I have been using gather() from the tidyr R package to tidy my survey data.
I wonder whether there is a way in which to deal with multiple choice questions when tidying data?
This question is not about a specific error, but more about what strategy is most fitting.
Imagine the following tibble:
tb1 <- tribble(~id,~x1,~x2,~x3,~y1,~y2,~z,
"Harry",1,1,NA,NA,1,"No",
"Jess",NA,1,1,1,1,"Yes",
"George",NA,NA,1,NA,1,"No")
When gathering this multiple question result, I get (logically), multiple rows for 'Harry', 'Jess' and 'George':
tb1 %>%
gather(X,val,x1:x3,-id,-z) %>%
filter(!is.na(val)) %>%
select(-val) %>%
gather(Y,val,y1:y2,-id,-X,-z) %>%
filter(!is.na(val)) %>%
select(-val)
# A tibble: 7 x 4
id z X Y
<chr> <chr> <chr> <chr>
1 Jess Yes x2 y1
2 Jess Yes x3 y1
3 Harry No x1 y2
4 Harry No x2 y2
5 Jess Yes x2 y2
6 Jess Yes x3 y2
7 George No x3 y2
I'm a bit worried about the multiple entries, and was wondering whether there's a good strategy to deal with multiple choice questions of a survey with binary columns that need to be gathered.

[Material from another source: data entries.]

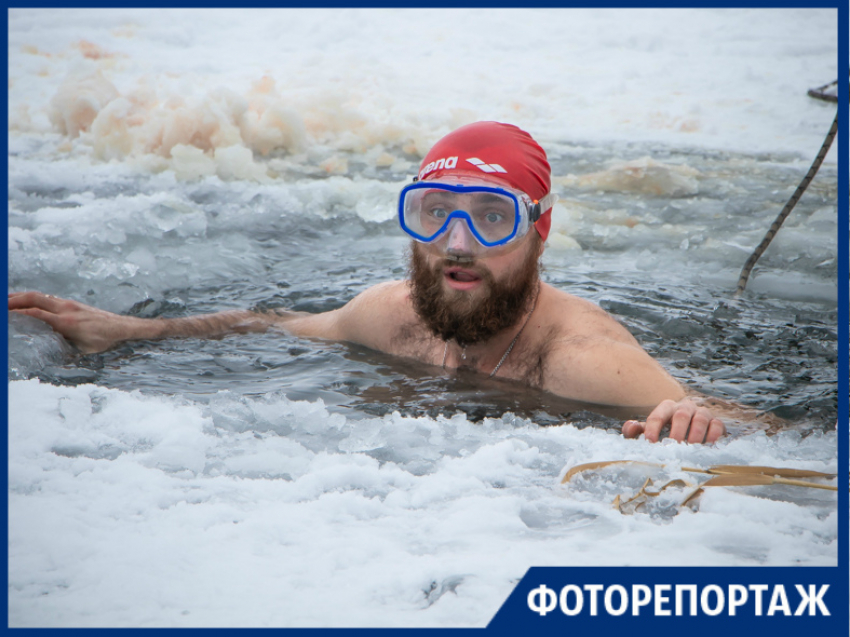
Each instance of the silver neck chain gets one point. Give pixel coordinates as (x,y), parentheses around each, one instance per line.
(510,347)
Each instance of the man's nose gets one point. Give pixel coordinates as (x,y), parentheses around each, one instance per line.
(460,238)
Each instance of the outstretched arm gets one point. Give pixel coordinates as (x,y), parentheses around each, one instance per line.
(611,371)
(93,330)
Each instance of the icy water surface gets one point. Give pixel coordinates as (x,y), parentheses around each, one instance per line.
(664,264)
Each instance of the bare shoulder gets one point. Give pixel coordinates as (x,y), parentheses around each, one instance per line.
(590,356)
(373,317)
(574,319)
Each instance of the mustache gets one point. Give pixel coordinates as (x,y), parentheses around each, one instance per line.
(459,259)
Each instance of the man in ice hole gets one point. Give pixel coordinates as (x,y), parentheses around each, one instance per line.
(479,213)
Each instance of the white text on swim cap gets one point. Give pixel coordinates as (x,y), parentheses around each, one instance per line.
(487,168)
(443,162)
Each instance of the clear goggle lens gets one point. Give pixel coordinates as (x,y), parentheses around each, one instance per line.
(495,216)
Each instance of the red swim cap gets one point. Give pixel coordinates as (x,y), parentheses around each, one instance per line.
(495,151)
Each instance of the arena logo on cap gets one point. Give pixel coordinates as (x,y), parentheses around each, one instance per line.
(487,168)
(444,162)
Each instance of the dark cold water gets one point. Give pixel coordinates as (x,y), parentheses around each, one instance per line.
(665,264)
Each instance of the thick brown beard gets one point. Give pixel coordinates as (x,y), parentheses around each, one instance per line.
(452,314)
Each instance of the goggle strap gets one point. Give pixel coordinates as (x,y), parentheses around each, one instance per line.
(541,206)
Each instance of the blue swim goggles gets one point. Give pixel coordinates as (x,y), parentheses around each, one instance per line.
(495,216)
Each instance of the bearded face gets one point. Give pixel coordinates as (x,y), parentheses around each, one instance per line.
(467,317)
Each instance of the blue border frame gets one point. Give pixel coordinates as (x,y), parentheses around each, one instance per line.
(508,618)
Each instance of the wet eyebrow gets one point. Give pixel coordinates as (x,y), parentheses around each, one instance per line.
(487,198)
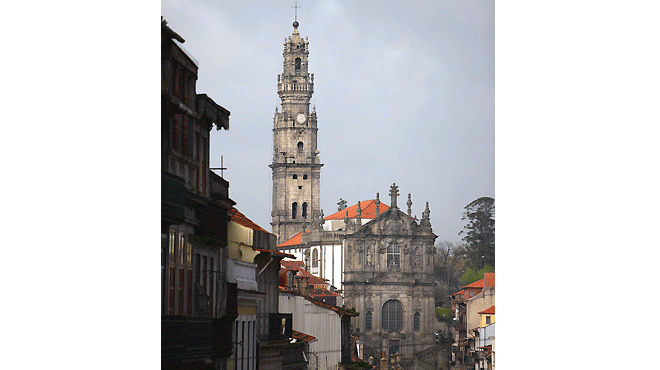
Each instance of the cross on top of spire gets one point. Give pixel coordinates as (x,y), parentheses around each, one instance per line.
(394,192)
(295,19)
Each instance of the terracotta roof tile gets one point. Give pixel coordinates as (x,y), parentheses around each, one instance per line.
(303,337)
(295,240)
(490,281)
(489,311)
(276,253)
(368,210)
(293,265)
(323,293)
(239,218)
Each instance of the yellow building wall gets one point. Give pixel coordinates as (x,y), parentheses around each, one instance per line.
(483,320)
(239,242)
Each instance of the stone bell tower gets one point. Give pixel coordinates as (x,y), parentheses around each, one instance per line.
(296,165)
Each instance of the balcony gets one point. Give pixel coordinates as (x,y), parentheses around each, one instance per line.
(185,337)
(242,273)
(274,326)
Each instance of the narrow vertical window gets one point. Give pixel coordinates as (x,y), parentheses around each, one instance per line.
(393,255)
(315,258)
(392,315)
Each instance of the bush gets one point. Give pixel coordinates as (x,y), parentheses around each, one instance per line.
(443,314)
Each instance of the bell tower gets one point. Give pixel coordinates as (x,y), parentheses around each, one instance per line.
(296,165)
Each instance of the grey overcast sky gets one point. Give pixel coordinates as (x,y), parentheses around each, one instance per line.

In the end, I'd like to be able to plot and analyse the values of various variables: i.e. the amount of times that people selected y2.
It seems that this long format is not practical to analyse this, as the count() will go up for all of Harry's double mentions of y2.
The flow of questions I have regarding this topic is as follows:
- Would it be better/easier for analysis to gather multiple responses into a single column?
- If yes, how do you do this efficiently?
- If no, what are the implications that I have to watch out for in further analysis when I keep the multi-responses in long format?
- and how do you incorporate those implications into your code? (Maybe a specific "group" argument for id? Could you show me an example?)